8. Keep naps short and early
If you nap, limit it to 20–30 minutes and finish before 3pm. Longer or later naps reduce sleep pressure — the drive to sleep that builds throughout the day — and can make nighttime sleep harder.
9. Wind-down routine starting 60–90 minutes before bed
A consistent pre-sleep routine signals the nervous system that sleep is approaching. This might include a warm bath or shower (the subsequent body temperature drop promotes sleep onset), gentle stretching, reading, or a short meditation practice.
10. Manage fluid intake in the evening
Finishing the majority of your fluid intake by 7–8pm reduces nighttime wakening for bathroom trips — one of the most common sleep disruptors for older adults.

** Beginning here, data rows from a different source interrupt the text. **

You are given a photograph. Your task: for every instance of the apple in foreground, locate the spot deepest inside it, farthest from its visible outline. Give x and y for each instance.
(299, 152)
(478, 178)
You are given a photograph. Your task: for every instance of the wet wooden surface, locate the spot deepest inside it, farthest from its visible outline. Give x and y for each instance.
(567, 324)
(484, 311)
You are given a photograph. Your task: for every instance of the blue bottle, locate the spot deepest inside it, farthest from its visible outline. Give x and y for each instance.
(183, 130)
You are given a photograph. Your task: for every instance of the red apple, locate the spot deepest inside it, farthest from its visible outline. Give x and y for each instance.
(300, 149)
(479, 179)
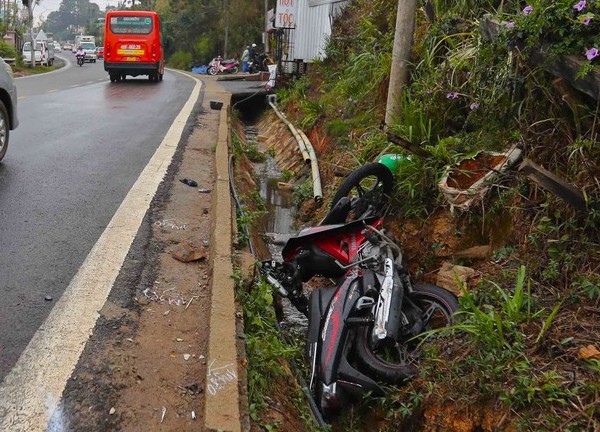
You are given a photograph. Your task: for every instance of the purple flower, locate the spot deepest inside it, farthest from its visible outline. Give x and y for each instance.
(580, 6)
(592, 53)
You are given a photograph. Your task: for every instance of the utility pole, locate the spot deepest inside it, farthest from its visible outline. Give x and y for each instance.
(30, 13)
(403, 42)
(266, 37)
(226, 42)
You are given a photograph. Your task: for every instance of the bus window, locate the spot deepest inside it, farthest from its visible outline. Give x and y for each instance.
(131, 25)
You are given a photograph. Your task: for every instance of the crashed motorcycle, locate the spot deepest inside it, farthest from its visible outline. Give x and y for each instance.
(365, 330)
(219, 65)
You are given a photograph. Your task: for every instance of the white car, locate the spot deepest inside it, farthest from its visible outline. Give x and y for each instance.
(90, 51)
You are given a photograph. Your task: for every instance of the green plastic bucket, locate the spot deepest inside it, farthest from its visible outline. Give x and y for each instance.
(394, 161)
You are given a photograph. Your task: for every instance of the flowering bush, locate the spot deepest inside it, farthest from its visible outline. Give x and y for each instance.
(561, 26)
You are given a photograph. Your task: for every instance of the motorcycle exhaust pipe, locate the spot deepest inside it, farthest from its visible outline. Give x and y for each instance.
(274, 282)
(388, 314)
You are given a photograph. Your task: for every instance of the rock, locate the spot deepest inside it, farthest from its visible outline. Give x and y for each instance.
(187, 252)
(589, 352)
(448, 275)
(475, 252)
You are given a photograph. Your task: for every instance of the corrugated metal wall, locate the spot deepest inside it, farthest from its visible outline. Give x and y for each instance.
(313, 27)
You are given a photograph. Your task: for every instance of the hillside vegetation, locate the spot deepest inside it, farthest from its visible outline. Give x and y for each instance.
(525, 353)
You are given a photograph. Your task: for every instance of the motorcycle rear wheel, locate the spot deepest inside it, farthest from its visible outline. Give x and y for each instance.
(438, 304)
(369, 187)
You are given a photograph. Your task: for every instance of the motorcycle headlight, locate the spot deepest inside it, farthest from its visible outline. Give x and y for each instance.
(9, 70)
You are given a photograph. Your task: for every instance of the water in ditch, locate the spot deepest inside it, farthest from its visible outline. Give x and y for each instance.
(278, 226)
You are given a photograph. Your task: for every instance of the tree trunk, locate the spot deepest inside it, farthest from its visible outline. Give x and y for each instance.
(403, 42)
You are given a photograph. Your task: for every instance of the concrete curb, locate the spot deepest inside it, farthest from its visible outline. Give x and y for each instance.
(222, 393)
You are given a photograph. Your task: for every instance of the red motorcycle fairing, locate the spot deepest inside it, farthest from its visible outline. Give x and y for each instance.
(340, 242)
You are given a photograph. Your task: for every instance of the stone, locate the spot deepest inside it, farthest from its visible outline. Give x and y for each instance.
(448, 275)
(186, 252)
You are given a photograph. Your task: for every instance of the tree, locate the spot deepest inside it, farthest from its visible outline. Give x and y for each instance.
(403, 42)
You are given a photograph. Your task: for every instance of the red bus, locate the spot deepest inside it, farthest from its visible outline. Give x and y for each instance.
(133, 45)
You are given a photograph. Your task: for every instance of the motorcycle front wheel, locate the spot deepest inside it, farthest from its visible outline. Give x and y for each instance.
(369, 189)
(437, 307)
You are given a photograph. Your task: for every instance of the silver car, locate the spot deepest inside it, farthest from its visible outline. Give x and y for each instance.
(8, 105)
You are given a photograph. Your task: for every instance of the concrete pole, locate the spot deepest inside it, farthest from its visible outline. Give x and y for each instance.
(403, 43)
(30, 10)
(266, 25)
(226, 42)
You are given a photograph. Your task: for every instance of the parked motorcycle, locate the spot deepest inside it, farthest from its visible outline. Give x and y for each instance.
(260, 63)
(365, 329)
(219, 65)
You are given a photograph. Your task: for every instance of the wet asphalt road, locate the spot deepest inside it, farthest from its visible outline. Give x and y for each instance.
(81, 144)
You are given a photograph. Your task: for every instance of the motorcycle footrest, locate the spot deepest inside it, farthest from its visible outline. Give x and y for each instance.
(359, 321)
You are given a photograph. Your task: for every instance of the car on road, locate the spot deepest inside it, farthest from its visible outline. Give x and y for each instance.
(8, 105)
(90, 51)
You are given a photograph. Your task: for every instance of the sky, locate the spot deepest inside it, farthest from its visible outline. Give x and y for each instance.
(42, 10)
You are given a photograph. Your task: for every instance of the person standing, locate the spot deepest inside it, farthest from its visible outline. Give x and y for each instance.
(245, 58)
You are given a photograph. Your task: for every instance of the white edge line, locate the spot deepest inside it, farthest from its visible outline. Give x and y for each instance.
(31, 391)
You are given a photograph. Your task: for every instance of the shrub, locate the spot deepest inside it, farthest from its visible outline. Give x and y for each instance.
(7, 50)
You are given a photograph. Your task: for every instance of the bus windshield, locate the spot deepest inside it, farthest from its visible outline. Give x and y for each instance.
(130, 25)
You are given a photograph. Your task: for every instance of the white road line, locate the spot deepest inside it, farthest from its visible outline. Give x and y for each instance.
(30, 393)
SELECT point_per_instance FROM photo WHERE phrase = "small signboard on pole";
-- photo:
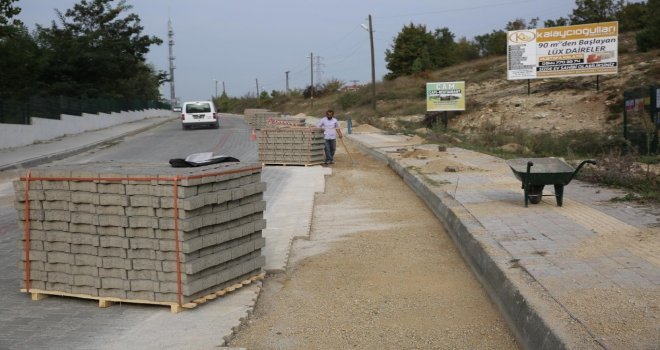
(445, 96)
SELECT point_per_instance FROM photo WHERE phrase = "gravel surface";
(378, 271)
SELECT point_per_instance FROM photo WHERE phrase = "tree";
(97, 51)
(411, 47)
(559, 22)
(594, 11)
(8, 23)
(492, 44)
(649, 37)
(633, 16)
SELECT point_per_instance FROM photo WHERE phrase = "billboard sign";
(586, 49)
(445, 96)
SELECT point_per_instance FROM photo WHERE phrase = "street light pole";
(373, 66)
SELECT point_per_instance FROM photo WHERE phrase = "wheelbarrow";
(535, 173)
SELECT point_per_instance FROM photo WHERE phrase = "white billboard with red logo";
(586, 49)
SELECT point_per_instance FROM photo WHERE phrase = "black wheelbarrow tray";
(535, 173)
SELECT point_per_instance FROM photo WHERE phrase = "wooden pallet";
(38, 294)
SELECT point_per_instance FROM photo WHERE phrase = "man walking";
(331, 130)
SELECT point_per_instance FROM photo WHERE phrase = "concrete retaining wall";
(41, 129)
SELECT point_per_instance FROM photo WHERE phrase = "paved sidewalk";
(582, 276)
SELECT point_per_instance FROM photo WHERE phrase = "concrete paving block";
(35, 275)
(59, 287)
(81, 207)
(141, 254)
(146, 264)
(112, 252)
(34, 266)
(82, 238)
(143, 275)
(59, 257)
(53, 205)
(35, 215)
(114, 283)
(111, 188)
(113, 220)
(113, 273)
(143, 243)
(38, 255)
(84, 249)
(35, 245)
(141, 232)
(85, 270)
(144, 285)
(57, 195)
(51, 225)
(33, 284)
(55, 236)
(113, 199)
(141, 211)
(84, 186)
(88, 281)
(143, 295)
(82, 228)
(116, 263)
(85, 290)
(59, 277)
(114, 242)
(145, 201)
(55, 185)
(113, 293)
(138, 189)
(55, 215)
(63, 268)
(111, 231)
(56, 247)
(84, 218)
(143, 221)
(87, 260)
(85, 197)
(111, 210)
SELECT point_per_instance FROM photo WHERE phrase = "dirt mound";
(421, 154)
(366, 128)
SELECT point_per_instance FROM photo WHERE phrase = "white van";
(200, 113)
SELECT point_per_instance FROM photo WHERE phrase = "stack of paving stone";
(250, 114)
(289, 145)
(285, 121)
(91, 235)
(261, 118)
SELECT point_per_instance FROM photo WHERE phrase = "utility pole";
(170, 37)
(258, 97)
(373, 66)
(287, 82)
(311, 67)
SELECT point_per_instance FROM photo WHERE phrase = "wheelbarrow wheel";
(534, 193)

Do not restrict fluids during the day.
11. Address pain proactively
Arthritis, back pain, and other chronic pain conditions are significant sleep disruptors that are often treated as inevitable. Discussing pain management with your physician — including timing of medications, topical treatments, and positioning supports — can meaningfully improve sleep quality.
12. If awake for 20+ minutes, get up briefly
Lying in bed awake and frustrated reinforces the association between bed and wakefulness. If you cannot sleep after approximately 20 minutes, get up, go to another room, do something quiet and non-stimulating, and return when genuinely sleepy. This paradoxical approach — called stimulus control — is one of the most effective interventions in cognitive behavioural therapy for insomnia.